The film documents an era where we truly trusted the claim made by the spam mailers of winning cash prizes to the tune of crores, those times when a game of Roadrash could make our day, the days where we anxiously waited for our turn to see the exam results near an internet café. Uday Gurrala offers a glimpse of an era which we’ve seemingly outgrown with relative ease. The sense of nostalgia, exquisite cinematography, choice of locations and terrific casting draw us into the narrative effortlessly. Mail strikes a chord because it has a filmmaker who understands that establishing the little details within the backdrop is as crucial as the plot of the film.
While the story is largely about Ravi’s struggles to repay a huge debt he’s incurred while being lured by a spam link, the teenage-romance in his life, filmed with innocence, makes the proceedings livelier. Though the conflict in Ravi’s life hints us of a dark ending in the offing, a delightful twist in the climax keeps the film’s serene-vibe alive. The film’s backdrop may be laidback but the screenplay is as sharp as ever. Priyadarshi lends familiarity to a small film made with a big heart that makes good use of the alternative storytelling medium
Priyadarshi shows great heart in being part of a relatively-small film whose story doesn’t necessarily revolve around him but he ends up giving the reach it truly deserves. Playing the overconfident, boastful internet centre owner who shows off his computer skills despite his minimal understanding of technology, the actor isn’t reduced to his usual sidekick roles and gives a unique identity to a peculiar 20s something who amuses us.
Harshith Malgireddy as Ravi is the find of the film in every sense of the word. He is terrific as the innocent, sometimes-curious and otherwise-anxious 17-year-old who loves the computer as much as his girl.
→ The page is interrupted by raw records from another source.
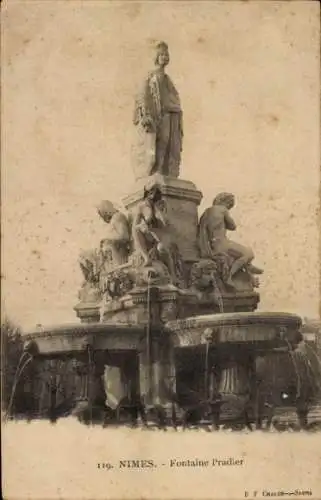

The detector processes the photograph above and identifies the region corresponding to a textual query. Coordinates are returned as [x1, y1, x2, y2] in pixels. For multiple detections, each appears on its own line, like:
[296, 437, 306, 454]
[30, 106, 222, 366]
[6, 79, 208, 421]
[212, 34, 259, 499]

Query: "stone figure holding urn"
[133, 42, 183, 179]
[132, 186, 179, 283]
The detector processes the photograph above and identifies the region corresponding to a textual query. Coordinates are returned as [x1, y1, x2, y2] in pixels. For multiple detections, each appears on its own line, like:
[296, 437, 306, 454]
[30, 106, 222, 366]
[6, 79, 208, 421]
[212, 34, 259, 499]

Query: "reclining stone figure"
[198, 193, 263, 288]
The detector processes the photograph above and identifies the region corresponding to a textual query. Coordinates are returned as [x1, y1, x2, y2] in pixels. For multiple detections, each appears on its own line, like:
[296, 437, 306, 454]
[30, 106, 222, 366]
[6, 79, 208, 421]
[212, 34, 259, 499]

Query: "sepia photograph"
[1, 0, 321, 500]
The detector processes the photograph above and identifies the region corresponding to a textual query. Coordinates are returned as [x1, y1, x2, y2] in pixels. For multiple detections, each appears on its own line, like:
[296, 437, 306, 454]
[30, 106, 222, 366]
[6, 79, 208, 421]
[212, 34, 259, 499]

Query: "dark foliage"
[1, 318, 23, 411]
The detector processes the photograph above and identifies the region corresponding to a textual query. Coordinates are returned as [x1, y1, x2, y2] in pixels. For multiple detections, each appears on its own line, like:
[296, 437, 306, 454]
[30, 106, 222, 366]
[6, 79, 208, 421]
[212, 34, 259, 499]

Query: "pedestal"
[123, 174, 202, 262]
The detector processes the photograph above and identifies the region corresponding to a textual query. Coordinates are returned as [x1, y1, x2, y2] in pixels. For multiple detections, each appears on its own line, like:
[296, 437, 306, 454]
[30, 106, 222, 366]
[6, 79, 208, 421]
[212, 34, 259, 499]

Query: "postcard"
[1, 0, 321, 500]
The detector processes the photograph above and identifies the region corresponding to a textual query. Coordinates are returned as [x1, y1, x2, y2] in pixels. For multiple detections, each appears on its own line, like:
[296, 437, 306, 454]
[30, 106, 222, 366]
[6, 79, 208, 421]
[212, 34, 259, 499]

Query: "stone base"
[123, 174, 202, 262]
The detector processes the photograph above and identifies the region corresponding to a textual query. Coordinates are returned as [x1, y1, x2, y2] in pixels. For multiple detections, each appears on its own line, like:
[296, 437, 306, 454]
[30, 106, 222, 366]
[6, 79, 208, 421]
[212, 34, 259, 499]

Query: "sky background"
[2, 0, 320, 328]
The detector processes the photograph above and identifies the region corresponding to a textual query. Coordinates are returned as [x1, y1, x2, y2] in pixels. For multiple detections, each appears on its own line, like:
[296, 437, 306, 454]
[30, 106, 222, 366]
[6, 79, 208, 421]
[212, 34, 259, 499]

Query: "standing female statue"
[134, 42, 183, 179]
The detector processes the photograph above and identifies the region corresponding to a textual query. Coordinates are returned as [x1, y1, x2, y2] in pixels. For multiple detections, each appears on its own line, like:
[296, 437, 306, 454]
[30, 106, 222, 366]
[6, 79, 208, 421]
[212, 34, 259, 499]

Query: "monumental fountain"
[16, 43, 314, 427]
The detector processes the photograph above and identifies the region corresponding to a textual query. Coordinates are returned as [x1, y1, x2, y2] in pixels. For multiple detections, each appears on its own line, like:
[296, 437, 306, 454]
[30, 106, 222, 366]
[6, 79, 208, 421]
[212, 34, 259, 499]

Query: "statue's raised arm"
[133, 42, 183, 179]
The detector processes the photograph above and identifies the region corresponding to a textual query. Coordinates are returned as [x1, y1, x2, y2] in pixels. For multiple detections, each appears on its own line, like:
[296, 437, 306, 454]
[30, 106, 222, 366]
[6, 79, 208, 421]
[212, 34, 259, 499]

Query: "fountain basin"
[166, 312, 302, 349]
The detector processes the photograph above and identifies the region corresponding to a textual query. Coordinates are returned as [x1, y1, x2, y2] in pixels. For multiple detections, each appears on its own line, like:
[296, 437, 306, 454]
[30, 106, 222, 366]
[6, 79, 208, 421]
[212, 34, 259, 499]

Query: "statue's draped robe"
[133, 71, 183, 179]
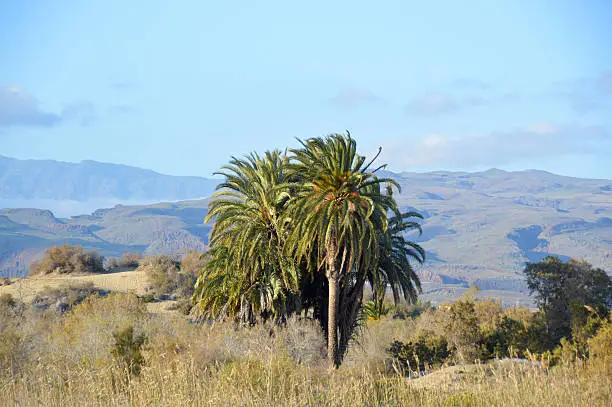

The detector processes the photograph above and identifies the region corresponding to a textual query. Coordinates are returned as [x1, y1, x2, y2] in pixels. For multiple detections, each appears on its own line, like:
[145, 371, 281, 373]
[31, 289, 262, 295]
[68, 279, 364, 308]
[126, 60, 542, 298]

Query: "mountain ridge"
[0, 158, 612, 308]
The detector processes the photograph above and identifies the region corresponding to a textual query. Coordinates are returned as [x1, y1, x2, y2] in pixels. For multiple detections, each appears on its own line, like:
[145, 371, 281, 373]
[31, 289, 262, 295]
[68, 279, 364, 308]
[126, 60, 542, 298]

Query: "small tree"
[525, 257, 612, 344]
[110, 326, 147, 376]
[30, 244, 105, 275]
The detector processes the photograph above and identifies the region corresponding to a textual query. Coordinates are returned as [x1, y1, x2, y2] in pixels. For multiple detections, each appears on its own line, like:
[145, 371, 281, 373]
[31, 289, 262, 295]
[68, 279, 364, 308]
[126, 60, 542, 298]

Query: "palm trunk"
[326, 239, 340, 368]
[327, 270, 340, 368]
[391, 283, 401, 307]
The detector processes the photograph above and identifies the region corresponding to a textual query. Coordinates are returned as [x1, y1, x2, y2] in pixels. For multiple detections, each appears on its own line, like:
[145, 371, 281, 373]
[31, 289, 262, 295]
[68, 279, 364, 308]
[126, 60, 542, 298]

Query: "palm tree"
[368, 212, 425, 314]
[194, 150, 299, 322]
[287, 133, 399, 367]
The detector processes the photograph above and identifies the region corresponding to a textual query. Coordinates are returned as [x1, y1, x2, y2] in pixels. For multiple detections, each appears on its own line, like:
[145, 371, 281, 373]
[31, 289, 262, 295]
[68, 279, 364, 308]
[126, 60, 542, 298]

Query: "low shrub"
[388, 331, 451, 374]
[110, 325, 147, 376]
[29, 244, 105, 275]
[32, 282, 100, 313]
[138, 255, 196, 298]
[119, 253, 142, 268]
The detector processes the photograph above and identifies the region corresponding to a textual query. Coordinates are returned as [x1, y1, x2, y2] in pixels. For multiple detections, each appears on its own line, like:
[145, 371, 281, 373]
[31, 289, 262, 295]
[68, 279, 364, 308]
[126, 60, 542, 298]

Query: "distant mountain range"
[0, 156, 218, 216]
[0, 158, 612, 308]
He not only makes his body language an important part of his performance but also fills the frames with his joie de vivre and expressions that are so full of life.
Mani Aegurla as Ravi’s best buddy Subbu blurs the thin line between reel and real in his portrayal of an aimless, opportunistic youngster. Gouri Priya displays great promise in the limited screen-time as the coy and occasionally impulsive girl who means well to those dear to her. Sunny Palle, Anusha Netha and Ravinder Bommakanti are aptly cast in parts as people who complete Ravi’s world.
Music & Other Departments
Kamran with the background score and Sweekar Agasthi with the music give a unique character and a laidback spirit to the village, enhancing the impact of the story by leaps and bounds. Uday Gurrala (doubling up as a cinematographer and a director) and Shyam Dupati as joint cinematographers help us appreciate the village in all its simplicity. The film’s compact running time, sharp edits ensure that the viewer’s attention is not compromised.
Beautiful, heartfelt execution
Wonderful performances by the lead
A few pitfalls while portraying the early 2000s era of the internet
Did I enjoy it?
Do I recommend it?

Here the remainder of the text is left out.